The principles relating to Section 100 CPC, relevant for this case, may be summerised
thus:-
(i) An
inference of fact from the recitals or contents of a document is a question of
fact. But the legal effect of the terms of a document is a question of law.
Construction
of a document involving the application of any principle of law, is also a
question of law. Therefore, when there is misconstruction of a document or
wrong application of a principle of law in construing a document, it gives rise
to a question of law.
(ii)
The High Court should be satisfied that the case involves a substantial
question of law, and not a mere question of law.

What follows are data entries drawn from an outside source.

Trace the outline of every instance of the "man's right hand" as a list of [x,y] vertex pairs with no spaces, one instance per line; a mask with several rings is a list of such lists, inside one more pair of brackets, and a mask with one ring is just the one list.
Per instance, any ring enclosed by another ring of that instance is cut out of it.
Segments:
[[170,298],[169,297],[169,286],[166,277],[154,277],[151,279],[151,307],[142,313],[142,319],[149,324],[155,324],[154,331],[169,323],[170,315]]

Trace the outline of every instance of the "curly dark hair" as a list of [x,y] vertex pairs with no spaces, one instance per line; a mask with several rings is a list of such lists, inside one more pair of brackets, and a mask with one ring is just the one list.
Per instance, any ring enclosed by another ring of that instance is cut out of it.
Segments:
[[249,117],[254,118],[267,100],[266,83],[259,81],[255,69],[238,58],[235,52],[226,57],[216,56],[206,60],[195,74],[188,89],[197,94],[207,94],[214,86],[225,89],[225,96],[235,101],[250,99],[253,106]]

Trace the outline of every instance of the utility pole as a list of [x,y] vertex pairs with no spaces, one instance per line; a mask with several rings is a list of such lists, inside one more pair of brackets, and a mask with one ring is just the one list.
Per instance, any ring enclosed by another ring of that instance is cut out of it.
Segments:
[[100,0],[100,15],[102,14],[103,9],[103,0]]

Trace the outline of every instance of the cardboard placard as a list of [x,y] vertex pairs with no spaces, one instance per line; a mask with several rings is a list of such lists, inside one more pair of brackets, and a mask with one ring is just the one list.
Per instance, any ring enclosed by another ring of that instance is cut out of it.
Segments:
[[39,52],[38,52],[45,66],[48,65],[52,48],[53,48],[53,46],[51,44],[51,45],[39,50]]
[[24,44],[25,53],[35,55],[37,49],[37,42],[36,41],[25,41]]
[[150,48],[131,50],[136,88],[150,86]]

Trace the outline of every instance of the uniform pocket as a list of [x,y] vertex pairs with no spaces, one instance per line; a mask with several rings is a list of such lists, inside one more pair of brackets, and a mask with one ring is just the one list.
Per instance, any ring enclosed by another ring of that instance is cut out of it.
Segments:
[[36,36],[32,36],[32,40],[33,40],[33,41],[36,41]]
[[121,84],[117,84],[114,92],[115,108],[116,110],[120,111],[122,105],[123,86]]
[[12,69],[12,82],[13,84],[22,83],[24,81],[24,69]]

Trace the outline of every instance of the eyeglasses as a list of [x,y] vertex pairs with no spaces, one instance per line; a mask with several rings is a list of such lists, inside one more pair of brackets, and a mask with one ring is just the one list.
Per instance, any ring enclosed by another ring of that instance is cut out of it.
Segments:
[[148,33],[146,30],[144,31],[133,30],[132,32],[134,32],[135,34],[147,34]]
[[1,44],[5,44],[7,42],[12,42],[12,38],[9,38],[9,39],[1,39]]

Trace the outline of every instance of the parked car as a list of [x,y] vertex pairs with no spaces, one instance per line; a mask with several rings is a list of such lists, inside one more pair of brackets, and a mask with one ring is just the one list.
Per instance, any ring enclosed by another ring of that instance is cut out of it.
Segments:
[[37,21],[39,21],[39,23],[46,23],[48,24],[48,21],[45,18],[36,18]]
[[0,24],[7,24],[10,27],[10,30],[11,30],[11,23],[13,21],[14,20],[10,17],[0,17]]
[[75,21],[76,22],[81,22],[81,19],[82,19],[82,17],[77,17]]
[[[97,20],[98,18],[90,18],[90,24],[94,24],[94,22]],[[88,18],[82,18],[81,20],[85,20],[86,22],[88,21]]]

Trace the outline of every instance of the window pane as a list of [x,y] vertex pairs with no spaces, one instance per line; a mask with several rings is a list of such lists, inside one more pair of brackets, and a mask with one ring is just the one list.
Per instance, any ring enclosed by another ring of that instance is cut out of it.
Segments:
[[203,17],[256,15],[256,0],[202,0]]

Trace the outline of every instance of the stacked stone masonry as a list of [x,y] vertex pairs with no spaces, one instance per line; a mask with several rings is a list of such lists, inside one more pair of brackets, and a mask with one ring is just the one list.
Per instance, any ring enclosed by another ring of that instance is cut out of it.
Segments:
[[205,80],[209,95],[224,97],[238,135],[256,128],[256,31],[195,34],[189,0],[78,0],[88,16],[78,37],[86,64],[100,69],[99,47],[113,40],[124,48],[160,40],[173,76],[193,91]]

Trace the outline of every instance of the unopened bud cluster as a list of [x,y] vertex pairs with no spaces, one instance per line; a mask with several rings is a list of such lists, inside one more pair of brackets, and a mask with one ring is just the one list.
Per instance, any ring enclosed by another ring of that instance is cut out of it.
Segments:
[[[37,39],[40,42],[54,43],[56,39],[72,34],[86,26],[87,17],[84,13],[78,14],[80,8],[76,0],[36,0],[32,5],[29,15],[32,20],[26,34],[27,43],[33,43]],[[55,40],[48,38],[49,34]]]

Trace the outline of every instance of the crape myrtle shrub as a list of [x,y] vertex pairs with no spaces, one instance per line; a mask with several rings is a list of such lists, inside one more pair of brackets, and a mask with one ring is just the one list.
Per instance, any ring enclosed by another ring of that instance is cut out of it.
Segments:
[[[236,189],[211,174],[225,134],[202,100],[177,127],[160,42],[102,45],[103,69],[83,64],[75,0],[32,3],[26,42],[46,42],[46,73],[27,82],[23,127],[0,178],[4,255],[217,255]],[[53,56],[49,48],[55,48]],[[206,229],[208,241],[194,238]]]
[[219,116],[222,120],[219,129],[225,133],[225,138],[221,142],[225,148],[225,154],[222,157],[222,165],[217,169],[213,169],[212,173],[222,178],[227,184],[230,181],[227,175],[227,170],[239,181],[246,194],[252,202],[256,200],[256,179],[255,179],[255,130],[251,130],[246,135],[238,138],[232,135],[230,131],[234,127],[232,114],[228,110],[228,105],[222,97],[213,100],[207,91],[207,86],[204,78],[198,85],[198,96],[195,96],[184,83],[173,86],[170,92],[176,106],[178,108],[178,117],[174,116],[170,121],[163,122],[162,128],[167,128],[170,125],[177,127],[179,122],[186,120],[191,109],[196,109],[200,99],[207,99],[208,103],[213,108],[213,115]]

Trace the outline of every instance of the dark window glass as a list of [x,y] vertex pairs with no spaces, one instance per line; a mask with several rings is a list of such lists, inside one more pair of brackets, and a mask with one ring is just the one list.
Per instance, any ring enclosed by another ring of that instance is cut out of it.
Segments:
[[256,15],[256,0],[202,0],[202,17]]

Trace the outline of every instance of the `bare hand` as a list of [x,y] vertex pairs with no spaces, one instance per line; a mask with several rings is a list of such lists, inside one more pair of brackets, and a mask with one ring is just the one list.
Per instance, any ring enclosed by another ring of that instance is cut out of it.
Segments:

A question of law having a
material bearing on the decision of the case (that is, a question, answer to
which affects the rights of parties to the suit) will be a substantial question
of law, if it is not covered by any specific provisions of law or settled legal
principle emerging from binding precedents, and, involves a debatable legal
issue. A substantial question of law will also arise in a contrary situation,
where the legal position is clear, either on account of express provisions of
law or binding precedents, but the court below has decided the matter, either
ignoring or acting contrary to such legal principle. In the second type of
cases, the substantial question of law arises not because the law is still
debatable, but because the decision rendered on a material question, violates the
settled position of law.
13.
The general rule is that High Court will not interfere with concurrent findings
of the Courts below. But it is not an absolute rule. Some of the well
recognized exceptions are where
(i) the
courts below have ignored material evidence or acted on no evidence;
(ii) the
courts have drawn wrong inferences from proved facts by applying the law
erroneously; or
(iii)
the courts have wrongly cast the burden of proof. When we refer to 'decision
based on no evidence', it not only refers to cases where there is a total
dearth of evidence, but also refers to any case, where the evidence, taken as a
whole, is not reasonably capable of supporting the finding.
14. In
spite of several decisions of this Court highlighting the requirement of
formulating the substantial question of law, if any, before adjudicating the
Second Appeal, time and again, it has come to our notice that the mandatory
requirement is not being followed.
15.
The impugned order is set aside and the matter is remitted to the High Court to
formulate substantial question of law, if any, and thereafter decide the
appeal. Needless to say if there is no substantial question of law involved,
the appeal has to be dismissed. We make it clear that we have expressed any
view as to whether any substantial question of law is involved.
16.
The appeal is allowed. There shall be no order as to costs.